The Station overlooks the Bristol Channel and from the lookout we have views of the Somerset and North Devon coastline – from Minehead in the East to Ilfracombe in the West. All commercial traffic bound for the upper Bristol Channel Ports of Bristol, Sharpness, Cardiff, Newport and Barry pass the lookout but at a distance of 6 to 10 miles. Traffic for Swansea to our West, is some 10 miles distant. On the North side of the Channel there are several beaches in view from the lookout – from Ogmore in the East right through to the notable Town Beach featured in the television programme ‘Coast’ in the West. The lookout itself has also featured regularly on local, national and even international weather and news programmes as far afield as Australia, as a backdrop showing some spectacular storm scenes.
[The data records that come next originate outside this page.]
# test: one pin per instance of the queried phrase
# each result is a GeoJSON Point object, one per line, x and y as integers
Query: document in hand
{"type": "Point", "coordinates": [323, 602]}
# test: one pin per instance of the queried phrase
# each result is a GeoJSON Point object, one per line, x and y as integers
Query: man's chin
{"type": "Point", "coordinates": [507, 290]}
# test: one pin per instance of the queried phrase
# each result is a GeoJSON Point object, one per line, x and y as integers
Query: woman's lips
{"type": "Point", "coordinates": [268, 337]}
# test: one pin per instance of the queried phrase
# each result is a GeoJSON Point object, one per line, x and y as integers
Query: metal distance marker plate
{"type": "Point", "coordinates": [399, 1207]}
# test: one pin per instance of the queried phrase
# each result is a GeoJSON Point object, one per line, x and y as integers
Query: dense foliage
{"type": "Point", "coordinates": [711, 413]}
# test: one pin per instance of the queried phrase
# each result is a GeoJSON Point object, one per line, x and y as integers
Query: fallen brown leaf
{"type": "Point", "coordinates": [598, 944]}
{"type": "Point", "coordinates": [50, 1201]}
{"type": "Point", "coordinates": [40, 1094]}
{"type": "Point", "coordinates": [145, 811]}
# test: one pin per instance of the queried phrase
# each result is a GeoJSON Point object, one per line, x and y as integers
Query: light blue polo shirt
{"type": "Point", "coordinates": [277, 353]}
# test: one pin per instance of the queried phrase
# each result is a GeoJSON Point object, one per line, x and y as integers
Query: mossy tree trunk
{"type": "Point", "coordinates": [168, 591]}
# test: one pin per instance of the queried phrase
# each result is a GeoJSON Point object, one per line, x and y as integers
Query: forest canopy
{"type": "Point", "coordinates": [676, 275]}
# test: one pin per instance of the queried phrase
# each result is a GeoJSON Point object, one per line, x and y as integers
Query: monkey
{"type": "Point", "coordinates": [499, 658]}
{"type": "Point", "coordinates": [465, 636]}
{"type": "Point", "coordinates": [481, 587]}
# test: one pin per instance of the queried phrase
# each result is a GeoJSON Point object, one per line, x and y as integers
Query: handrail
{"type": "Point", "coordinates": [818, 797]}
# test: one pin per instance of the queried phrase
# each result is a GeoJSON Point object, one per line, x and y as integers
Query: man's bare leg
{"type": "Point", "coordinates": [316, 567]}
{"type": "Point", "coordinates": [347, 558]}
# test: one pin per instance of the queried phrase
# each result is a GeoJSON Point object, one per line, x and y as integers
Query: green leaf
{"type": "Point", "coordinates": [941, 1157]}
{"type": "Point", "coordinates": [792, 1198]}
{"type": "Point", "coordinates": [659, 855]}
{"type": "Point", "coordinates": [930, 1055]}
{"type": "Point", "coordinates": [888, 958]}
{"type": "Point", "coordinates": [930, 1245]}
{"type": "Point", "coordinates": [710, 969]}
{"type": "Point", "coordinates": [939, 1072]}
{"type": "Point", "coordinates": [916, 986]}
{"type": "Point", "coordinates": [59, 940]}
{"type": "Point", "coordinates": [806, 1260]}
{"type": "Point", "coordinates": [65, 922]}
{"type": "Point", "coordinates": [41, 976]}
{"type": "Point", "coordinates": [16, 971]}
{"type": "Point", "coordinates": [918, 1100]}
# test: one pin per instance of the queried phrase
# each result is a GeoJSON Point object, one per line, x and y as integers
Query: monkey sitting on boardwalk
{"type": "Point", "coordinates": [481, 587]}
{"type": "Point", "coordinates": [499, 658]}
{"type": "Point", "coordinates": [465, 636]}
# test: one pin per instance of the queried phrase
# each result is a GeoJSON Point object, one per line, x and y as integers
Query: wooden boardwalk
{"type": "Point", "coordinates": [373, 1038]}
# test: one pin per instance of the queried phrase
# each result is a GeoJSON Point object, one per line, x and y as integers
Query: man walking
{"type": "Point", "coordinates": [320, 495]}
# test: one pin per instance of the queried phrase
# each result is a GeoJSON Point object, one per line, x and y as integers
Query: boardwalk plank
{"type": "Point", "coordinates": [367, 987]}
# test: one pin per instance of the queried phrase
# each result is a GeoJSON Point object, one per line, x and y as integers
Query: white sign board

With completion of the refurbishment at the old Victorian Pilot Lookout during the Summer of 2015, plus the redevelopment of the Harbour area by Bridgend County and Borough Council (BCBC) and the full support of Porthcawl Town Council, this part of the South Wales coast is well served by Lifesaving and Surf Rescue groups. With the Porthcawl RNLI Lifeboat Station situated just behind us and celebrating their 50th Anniversary in 2015, all coastal users and visitors to the beaches can feel more confident in terms of safety. Porthcawl NCI station it is hoped, will eventually provide daytime coastal surveillance seven days a week during Winter and Summer, with our team of fully trained and dedicated volunteers playing their part in the U.K.’s search and rescue (SAR) organisation. Our thanks and acknowledgements must go to the management and crew of RNLI Porthcawl in allowing us the use of their own facility for our meetings and training sessions.
The Bristol Channel has the second highest tidal range in the world - second only to the Bay of Fundy in Canada – where at Burncoat Head the range reaches nearly 16 metres (around 52 feet) – The tidal range in the Bristol Channel is in excess of 15 metres (around 49 feet). These figures can be much higher depending on weather conditions - especially temperature, air pressure and wind direction. The volume of water moving up and down the Bristol Channel during the tidal flows is huge and speeds in excess of 5 knots can be expected at times.